What management is committing to next
The company’s strategy slide summarizes targeted annual growth and returns as around 20% each for pre-sales growth, revenue growth, and ROCE. Management reiterated in the concall that the company has guided for minimum 20% annual growth in pre-sales and top line and stated that FY27 should do better than that, without providing a specific numeric target.
On the project pipeline, management stated that two Mahim projects are at advanced stages of approvals and should be launched by Q3, and that the Kandivali development is expected to spill over into FY28.
The call also emphasized discipline in business development.
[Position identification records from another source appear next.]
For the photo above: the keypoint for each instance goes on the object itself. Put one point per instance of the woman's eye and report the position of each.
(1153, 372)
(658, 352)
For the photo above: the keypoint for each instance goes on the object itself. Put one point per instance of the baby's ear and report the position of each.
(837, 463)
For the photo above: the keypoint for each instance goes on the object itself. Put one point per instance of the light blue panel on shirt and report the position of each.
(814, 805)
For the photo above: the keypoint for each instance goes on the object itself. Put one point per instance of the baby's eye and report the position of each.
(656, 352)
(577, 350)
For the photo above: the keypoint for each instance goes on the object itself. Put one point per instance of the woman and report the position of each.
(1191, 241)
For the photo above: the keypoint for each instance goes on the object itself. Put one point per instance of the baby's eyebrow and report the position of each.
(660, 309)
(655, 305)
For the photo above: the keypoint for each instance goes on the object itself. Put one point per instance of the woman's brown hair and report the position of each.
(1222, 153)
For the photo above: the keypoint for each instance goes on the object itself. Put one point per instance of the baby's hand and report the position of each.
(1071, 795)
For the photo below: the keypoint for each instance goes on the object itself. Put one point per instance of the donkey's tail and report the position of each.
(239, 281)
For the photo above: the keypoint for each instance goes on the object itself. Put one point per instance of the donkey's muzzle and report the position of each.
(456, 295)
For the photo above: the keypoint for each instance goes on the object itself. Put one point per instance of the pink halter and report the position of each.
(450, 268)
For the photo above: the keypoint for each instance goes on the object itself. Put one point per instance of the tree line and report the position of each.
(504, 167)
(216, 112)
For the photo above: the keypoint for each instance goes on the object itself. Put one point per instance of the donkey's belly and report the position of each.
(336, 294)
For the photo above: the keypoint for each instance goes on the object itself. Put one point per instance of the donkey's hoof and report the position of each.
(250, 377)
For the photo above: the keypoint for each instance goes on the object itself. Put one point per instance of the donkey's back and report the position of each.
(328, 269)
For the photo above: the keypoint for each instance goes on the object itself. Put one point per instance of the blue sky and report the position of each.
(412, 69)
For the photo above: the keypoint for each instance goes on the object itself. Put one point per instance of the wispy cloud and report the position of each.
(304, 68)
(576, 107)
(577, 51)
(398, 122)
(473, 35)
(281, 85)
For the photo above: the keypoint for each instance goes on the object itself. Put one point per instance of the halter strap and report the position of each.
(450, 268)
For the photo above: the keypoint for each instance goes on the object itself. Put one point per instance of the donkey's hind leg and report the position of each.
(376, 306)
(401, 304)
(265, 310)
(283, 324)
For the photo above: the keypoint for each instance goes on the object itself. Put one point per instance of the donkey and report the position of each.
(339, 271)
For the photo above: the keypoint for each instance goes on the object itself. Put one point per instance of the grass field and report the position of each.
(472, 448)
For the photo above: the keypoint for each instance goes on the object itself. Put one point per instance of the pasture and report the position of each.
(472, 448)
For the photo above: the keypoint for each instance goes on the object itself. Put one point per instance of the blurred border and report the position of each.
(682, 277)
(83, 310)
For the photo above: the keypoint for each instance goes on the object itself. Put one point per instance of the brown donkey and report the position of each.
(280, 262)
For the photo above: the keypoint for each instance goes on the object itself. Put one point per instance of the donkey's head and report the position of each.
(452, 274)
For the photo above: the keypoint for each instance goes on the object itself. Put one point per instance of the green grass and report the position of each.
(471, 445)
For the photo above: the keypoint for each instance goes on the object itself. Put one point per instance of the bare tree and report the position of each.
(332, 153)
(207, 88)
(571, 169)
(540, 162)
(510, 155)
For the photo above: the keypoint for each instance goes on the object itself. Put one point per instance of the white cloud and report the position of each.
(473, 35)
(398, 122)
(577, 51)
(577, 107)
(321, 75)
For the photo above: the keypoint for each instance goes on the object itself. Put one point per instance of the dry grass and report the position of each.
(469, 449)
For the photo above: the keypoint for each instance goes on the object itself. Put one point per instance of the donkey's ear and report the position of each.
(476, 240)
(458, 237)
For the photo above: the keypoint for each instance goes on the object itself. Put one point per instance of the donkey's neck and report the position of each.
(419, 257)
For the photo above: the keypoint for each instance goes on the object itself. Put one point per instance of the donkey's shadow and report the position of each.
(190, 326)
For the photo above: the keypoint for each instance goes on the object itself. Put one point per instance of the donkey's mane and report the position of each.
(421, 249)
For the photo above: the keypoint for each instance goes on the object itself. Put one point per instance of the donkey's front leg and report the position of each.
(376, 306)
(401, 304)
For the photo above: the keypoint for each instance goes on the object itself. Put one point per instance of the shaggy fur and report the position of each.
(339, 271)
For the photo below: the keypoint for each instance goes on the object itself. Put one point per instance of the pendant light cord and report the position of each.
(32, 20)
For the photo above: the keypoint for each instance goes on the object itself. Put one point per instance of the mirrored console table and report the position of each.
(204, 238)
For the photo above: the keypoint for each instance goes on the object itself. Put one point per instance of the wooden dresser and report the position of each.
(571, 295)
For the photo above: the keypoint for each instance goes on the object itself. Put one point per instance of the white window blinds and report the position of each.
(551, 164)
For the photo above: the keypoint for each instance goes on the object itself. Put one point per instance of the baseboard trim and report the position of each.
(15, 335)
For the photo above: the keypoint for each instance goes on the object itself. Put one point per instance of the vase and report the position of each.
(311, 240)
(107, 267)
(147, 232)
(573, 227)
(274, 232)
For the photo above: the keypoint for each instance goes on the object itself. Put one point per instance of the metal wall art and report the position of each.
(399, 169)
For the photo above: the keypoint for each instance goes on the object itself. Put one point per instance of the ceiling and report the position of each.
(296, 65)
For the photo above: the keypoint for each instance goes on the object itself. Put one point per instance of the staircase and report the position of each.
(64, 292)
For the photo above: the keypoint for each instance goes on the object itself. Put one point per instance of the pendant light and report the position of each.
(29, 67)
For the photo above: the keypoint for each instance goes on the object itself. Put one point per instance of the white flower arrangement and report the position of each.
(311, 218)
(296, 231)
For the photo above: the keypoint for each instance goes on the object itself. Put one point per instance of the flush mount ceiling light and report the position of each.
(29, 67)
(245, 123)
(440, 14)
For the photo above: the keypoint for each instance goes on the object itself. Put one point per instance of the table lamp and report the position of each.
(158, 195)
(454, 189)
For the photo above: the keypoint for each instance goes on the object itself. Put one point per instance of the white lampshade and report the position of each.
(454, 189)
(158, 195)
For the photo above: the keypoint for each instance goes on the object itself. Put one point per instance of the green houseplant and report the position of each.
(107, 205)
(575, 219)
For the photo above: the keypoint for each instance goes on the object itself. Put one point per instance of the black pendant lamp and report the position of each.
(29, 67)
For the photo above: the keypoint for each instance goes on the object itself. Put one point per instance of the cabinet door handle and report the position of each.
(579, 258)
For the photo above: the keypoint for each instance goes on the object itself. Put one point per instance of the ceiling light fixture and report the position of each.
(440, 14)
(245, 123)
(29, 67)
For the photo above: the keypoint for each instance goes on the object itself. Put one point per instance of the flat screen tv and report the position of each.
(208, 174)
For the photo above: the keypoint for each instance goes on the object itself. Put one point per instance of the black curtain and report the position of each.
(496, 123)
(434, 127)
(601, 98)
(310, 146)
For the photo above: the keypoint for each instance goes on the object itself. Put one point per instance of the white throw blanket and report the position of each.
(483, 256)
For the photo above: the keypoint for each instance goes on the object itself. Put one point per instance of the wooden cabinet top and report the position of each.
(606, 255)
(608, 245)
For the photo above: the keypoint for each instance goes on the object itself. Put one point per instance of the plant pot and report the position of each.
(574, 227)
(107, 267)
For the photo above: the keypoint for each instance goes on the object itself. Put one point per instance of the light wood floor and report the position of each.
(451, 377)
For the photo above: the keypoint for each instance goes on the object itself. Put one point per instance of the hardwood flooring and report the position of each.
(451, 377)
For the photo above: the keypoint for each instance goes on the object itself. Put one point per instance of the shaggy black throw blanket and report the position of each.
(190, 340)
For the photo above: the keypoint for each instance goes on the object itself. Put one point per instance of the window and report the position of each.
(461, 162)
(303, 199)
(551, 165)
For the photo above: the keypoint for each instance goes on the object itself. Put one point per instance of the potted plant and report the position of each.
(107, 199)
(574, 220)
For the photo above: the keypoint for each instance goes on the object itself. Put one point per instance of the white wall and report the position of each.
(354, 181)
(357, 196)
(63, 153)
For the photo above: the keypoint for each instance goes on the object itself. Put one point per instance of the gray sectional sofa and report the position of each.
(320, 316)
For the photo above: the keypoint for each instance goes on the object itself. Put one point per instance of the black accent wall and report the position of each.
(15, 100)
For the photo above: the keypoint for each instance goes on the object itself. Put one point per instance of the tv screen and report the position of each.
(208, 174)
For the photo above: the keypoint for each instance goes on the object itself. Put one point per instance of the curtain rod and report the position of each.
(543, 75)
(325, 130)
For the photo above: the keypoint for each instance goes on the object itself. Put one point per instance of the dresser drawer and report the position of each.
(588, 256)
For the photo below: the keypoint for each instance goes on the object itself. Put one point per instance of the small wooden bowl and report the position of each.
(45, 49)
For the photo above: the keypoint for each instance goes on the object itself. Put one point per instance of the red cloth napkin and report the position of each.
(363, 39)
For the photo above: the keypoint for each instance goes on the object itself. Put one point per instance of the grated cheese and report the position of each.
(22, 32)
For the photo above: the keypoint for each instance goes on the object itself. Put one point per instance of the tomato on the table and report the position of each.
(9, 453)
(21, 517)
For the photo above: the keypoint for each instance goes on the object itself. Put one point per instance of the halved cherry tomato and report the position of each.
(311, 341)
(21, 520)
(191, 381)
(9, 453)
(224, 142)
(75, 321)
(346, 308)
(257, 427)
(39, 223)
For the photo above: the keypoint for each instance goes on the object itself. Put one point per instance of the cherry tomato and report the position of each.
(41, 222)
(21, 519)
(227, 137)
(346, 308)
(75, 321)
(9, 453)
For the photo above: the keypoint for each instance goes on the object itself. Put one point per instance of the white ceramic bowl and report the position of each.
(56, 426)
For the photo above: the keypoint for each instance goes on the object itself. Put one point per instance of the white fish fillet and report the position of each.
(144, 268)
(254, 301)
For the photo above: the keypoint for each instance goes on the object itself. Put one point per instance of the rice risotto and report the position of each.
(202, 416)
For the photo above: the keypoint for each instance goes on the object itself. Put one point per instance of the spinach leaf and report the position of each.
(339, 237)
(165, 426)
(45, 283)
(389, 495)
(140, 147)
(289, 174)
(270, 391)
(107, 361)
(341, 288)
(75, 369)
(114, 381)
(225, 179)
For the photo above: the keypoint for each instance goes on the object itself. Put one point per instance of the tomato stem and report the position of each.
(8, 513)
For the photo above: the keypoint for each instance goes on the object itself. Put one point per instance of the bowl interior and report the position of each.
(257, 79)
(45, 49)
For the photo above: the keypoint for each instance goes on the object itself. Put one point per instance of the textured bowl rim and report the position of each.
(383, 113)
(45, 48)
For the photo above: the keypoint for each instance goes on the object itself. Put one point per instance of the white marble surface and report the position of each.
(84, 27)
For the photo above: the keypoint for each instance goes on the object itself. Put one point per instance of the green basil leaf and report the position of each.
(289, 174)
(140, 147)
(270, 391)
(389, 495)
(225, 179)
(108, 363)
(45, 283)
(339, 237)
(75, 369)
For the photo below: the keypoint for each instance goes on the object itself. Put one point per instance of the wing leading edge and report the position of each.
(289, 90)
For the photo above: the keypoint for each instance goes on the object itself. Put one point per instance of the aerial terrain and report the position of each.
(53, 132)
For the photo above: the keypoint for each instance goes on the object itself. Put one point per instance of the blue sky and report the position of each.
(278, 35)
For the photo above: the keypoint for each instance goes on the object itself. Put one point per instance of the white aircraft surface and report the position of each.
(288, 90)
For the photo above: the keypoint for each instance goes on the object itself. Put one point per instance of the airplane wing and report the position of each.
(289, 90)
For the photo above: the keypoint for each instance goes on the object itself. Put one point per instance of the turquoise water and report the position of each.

Management acknowledged that some parts of the redevelopment market are overheated and stated the company has maintained discipline, with several projects in negotiation that could spill into FY27.
Takeaways
FY26 shows Raymond Realty’s ability to combine execution on its Thane land bank with a faster-than-planned scale-up of its Mumbai JDA portfolio. The pre-sales acceleration in Q4, along with the early sell-through in new launches like Wadala, supports the company’s claim that demand is strong for reliable, branded developers in MMR.
The trade-off is visible in cash flows. Approval costs and construction investments pushed FY26 operating cash flow negative, and management indicated that cash reinvestment will likely continue for the next two years as the company prioritizes growth.
For FY27, the key signposts are clear from management’s own commentary: delivery of planned launches in Mahim, progression of newly launched projects from early-stage to maturity, and the ability to keep margins within the guided 16% to 18% range while maintaining leverage discipline.